The C=C bond is present as its anti-Saytzeff tautomer. The N–C(=O) bond length of 1.351 (2) Å is indicative of amide-type resonance. The least-squares plane defined by the atoms of the aromatic moiety on the one hand and the non-hydrogen atoms of the carboxylic acid group on the other hand enclose an angle of 74.82 (11) ° (Fig. 1).

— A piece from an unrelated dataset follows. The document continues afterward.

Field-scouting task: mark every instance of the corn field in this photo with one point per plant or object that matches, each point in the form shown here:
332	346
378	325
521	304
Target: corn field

In the crystal, C–H···O contatcs whose range falls by more than 0.1 Å below the sum of van-der-Waals radii are observed next to classical hydrogen bonds of the N–H···O and C–H···O type. The N–H···O hydrogen bonds are supported by the carbonyl oxygen atom of the amide functionality as acceptor. Simultaneously, one of the hydrogen atoms of the methylene group forms a C–H···O contact to the same oxygen atom which, therefore, acts as twofold acceptor. The carboxylic acid groups engage in the common dimeric hydrogen bonding pattern frequently encountered for many carboxylic acids. In total, the molecules are connected to dimeric chains along the crystallographic b axis. Metrical parameters as well as information about the symmetry of these contacts are summarized in Table 1. In terms of graph-set analysis (Etter et al., 1990; Bernstein et al., 1995), the descriptor for these contacts is C11(4)C11(4)R22(8) on the unary level. The shortest intercentroid distance between two aromatic systems was found at 4.7863 (11) Å which is about the length of axis b (Fig. 2).
The packing of the title compound in the crystal structure is shown in Figure 3.